Les entreprises pouvant bénéficier de cette mesure sont celles qui produisent des biscuits, du chocolat ou des confiseries et commercialisent leur produit au niveau du marché local.

L’État met au profit des industriels des secteurs de la biscuiterie, confiserie et chocolaterie des quotas annuels d’importation de 2,5% de droits de douane. Cette décision découle du Pacte national pour l’émergence industrielle, scellé entre le gouvernement et la CGEM le 13 février 2009 (mesure n°53), explique un avis de la Direction générale du commerce destiné aux importateurs.

Le ministère de l’Industrie, du commerce, de l’économie verte et numérique rappelle, dans son document parvenu à La Vie éco, que ces quotas à importer concernent le sucre raffiné, le lait en poudre écrémé, le lait en poudre entier et le blé tendre biscuitier.

Au titre de l’exercice 2021, les volumes des quotas par produit sont variables : sucre (50.000 tonnes), blé tendre biscuitier (40.000 tonnes, hors mois de juin-juillet et août), lait en poudre écrémé (2.000 tonnes) et le lait en poudre entier (500 tonnes).
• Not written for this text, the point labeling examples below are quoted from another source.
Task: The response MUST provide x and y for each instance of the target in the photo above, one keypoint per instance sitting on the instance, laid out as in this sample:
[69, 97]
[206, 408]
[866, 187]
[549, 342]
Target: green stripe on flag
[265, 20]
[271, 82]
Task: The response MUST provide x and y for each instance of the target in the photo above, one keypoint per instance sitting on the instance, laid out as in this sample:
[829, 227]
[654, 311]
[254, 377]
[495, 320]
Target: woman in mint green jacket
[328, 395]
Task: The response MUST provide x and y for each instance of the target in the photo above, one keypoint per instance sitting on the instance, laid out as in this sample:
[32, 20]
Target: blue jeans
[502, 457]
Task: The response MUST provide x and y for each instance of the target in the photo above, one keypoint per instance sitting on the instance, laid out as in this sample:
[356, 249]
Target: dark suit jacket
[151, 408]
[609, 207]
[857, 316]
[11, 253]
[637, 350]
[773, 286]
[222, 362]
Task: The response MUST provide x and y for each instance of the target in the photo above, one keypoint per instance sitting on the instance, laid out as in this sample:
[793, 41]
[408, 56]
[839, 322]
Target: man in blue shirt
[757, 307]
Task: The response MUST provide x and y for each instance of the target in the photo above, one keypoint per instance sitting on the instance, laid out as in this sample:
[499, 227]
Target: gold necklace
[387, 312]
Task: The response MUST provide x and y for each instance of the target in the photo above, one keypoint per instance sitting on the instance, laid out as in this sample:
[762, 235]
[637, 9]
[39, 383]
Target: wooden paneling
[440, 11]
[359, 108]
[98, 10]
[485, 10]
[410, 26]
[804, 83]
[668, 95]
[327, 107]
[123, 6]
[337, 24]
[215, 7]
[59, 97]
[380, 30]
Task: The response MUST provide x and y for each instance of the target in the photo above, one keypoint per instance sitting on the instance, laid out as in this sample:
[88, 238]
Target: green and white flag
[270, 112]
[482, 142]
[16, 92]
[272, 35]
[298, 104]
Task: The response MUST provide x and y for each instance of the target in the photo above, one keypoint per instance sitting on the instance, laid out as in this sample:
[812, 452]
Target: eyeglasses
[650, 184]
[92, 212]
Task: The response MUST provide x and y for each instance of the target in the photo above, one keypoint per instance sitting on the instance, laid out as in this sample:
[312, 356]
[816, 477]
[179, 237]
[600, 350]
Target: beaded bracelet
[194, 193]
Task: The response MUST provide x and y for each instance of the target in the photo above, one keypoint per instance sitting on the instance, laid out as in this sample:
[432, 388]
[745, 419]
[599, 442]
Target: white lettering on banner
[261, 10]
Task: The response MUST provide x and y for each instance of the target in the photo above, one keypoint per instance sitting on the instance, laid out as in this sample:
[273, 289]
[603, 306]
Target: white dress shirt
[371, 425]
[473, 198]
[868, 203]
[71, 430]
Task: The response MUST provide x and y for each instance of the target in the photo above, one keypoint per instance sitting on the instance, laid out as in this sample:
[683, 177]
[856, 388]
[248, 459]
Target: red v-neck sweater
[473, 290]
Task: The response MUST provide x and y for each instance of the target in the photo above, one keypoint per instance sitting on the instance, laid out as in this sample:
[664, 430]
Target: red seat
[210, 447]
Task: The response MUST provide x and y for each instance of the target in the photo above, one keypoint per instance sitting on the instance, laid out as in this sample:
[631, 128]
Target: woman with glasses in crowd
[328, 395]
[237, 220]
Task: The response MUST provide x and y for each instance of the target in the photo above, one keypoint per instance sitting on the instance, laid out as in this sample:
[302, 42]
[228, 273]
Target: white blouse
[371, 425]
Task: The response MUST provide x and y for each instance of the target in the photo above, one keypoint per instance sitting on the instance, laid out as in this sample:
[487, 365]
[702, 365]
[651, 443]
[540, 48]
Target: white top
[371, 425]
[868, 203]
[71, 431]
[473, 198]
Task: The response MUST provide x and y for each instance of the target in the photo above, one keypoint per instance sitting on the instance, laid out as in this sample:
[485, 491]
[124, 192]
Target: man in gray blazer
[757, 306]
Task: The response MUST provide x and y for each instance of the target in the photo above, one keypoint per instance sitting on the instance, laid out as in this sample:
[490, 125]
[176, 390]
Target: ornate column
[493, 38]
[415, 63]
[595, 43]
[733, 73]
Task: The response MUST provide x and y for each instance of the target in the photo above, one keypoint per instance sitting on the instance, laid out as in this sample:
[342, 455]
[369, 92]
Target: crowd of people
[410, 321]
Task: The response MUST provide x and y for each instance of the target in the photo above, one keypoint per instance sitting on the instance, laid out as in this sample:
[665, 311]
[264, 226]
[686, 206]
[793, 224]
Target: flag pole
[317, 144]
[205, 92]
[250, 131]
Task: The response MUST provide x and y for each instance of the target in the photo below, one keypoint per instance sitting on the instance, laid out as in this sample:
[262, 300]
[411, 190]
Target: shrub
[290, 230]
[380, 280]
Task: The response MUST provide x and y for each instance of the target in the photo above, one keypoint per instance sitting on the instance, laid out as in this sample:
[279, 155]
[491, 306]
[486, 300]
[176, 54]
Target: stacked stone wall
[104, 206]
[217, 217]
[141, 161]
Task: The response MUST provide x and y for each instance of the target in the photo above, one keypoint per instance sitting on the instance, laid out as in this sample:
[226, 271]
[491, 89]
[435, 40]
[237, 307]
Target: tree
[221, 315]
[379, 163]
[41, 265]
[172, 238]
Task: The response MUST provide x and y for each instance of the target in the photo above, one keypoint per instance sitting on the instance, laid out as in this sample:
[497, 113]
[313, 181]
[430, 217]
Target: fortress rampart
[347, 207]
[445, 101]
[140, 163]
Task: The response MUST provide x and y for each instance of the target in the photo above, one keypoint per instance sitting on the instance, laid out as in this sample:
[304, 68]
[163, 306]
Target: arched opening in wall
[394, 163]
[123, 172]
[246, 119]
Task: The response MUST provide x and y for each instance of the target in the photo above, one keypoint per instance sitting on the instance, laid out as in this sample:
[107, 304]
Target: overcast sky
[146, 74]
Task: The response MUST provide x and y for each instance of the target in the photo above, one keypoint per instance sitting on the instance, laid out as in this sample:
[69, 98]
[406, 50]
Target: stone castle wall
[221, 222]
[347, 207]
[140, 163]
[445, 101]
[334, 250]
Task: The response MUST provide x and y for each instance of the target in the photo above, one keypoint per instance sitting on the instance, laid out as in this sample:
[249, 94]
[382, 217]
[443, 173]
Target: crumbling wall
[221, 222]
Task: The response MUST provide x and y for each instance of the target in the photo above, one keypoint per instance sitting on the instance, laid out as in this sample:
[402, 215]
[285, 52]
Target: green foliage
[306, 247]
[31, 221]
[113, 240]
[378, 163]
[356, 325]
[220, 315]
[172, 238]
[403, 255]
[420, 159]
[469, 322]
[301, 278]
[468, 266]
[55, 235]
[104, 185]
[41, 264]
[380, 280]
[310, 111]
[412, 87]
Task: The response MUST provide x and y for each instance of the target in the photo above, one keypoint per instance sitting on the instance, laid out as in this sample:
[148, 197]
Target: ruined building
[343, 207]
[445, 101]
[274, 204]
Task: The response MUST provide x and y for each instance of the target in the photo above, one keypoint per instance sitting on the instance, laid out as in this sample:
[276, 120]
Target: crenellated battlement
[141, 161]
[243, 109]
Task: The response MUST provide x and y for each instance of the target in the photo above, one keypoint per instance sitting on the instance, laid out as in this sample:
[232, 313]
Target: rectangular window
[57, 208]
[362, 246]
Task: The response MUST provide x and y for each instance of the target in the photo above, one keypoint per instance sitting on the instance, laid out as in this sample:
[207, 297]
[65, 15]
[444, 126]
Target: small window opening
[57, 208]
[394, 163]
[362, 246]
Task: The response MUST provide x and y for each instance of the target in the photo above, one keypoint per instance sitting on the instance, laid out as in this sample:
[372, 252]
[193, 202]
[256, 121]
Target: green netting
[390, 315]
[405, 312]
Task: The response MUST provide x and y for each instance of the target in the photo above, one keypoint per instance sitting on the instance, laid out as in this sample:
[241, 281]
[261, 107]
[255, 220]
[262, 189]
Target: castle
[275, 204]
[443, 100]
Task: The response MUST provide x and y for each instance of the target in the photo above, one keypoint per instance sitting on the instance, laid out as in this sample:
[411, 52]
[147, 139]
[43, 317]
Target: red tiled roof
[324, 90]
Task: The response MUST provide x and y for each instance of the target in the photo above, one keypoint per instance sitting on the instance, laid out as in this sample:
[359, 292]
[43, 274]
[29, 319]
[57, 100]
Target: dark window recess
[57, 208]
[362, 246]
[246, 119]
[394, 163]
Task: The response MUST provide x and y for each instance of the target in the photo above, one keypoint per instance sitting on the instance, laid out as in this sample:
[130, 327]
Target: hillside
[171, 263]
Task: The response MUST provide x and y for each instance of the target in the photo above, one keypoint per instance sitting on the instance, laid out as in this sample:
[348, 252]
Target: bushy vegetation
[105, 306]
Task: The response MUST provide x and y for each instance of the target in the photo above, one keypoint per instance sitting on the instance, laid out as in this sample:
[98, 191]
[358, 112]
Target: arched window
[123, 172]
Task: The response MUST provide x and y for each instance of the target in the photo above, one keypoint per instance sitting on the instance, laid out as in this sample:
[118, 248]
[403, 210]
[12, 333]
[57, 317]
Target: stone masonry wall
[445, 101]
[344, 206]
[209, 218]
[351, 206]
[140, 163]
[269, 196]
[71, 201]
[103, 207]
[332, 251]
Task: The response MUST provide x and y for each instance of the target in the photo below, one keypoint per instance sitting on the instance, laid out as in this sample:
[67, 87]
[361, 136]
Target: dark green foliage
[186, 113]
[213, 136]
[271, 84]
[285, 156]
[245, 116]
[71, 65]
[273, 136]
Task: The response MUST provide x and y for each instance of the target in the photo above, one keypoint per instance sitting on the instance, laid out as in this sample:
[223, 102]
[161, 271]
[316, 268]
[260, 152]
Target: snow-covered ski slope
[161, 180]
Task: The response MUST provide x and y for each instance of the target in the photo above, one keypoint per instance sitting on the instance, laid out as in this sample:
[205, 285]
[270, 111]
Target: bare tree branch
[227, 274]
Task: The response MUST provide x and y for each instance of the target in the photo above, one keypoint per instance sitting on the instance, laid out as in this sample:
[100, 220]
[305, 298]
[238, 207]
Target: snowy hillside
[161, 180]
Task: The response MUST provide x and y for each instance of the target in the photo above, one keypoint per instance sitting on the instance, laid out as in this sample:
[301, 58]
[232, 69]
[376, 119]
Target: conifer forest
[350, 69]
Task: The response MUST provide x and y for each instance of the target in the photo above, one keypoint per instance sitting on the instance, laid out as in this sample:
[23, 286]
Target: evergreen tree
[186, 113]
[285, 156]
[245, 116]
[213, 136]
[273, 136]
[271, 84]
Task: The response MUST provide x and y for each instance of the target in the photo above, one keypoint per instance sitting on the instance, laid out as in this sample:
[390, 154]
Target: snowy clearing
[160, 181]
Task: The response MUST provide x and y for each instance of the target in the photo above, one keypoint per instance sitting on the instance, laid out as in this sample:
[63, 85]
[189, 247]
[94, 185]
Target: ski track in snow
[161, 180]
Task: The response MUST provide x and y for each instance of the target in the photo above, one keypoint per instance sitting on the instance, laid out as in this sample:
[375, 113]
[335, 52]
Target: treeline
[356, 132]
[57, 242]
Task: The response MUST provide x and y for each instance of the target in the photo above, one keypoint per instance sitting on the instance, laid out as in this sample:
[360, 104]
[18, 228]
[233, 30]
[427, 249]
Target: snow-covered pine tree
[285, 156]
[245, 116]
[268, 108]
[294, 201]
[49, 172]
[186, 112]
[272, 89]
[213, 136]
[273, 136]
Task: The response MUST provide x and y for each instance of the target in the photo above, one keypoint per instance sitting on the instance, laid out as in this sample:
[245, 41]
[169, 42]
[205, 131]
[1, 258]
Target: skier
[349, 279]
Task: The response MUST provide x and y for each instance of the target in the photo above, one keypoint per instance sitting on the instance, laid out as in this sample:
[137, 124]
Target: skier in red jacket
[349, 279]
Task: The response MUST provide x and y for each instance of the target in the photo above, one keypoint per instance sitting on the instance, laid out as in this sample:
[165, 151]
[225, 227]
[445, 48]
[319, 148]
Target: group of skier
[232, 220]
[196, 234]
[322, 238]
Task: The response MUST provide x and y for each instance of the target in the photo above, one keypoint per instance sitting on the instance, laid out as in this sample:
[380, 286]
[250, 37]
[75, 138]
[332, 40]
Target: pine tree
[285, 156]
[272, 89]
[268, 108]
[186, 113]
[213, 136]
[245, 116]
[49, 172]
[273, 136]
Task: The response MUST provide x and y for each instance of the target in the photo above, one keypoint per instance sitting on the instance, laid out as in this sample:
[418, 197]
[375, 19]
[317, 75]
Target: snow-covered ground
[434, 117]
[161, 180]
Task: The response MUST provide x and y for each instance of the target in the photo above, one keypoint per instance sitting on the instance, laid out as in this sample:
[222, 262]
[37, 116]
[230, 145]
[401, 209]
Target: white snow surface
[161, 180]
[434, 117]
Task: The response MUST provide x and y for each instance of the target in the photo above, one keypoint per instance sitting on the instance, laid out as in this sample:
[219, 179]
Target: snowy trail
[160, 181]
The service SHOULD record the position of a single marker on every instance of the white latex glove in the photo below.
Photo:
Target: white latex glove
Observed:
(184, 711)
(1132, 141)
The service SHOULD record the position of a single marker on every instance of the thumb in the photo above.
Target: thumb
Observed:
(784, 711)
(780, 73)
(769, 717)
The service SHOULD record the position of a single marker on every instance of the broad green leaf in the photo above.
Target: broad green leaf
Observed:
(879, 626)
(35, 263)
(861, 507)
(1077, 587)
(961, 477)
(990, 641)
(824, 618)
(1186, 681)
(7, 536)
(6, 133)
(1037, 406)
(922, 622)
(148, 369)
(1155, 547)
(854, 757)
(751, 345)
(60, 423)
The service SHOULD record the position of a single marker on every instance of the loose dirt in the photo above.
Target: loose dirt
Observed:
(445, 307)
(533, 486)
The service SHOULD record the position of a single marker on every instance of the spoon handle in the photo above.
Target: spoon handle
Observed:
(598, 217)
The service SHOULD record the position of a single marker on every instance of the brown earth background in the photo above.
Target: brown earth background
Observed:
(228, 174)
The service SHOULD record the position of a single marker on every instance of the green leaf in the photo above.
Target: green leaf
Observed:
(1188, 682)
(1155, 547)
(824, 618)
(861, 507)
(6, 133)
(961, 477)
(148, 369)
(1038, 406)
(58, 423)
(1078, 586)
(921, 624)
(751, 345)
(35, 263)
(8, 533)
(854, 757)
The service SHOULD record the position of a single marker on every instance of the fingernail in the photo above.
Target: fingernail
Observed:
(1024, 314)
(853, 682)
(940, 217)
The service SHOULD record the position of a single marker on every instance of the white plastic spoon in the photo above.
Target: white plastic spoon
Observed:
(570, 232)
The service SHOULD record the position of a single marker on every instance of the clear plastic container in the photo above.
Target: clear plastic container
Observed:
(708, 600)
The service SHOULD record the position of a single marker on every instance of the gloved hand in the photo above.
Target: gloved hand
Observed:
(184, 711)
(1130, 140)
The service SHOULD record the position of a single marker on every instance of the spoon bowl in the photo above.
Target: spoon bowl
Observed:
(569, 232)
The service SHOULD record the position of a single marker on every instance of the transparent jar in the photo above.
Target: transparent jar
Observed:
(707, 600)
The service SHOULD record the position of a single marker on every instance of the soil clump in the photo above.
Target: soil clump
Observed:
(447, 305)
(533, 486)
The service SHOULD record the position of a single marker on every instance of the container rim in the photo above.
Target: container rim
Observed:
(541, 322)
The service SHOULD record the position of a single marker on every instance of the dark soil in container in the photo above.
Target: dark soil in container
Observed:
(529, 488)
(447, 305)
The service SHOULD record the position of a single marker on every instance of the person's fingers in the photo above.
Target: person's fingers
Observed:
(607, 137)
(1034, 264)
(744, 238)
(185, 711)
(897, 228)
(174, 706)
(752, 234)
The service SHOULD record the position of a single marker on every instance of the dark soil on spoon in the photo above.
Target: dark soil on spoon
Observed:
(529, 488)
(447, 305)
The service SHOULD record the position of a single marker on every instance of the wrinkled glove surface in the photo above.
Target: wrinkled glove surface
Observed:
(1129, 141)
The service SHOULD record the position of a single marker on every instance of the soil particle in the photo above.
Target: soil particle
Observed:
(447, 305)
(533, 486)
Dans le détail, les entreprises pouvant bénéficier de cette mesure sont celles productrices de biscuits, de chocolat ou de confiseries, qui commercialisant leur produit au niveau du marché local. En termes de critères, les produits vendus doivent être conditionnés et étiquetés avec les marques de l’entreprise. Partant de là, la tutelle invite les industriels voulant profiter des quotes-parts, au titre de ces quotas, de déposer une demande auprès de la Direction générale du commerce, et ce le 12 janvier 2021 à 16h au plus tard.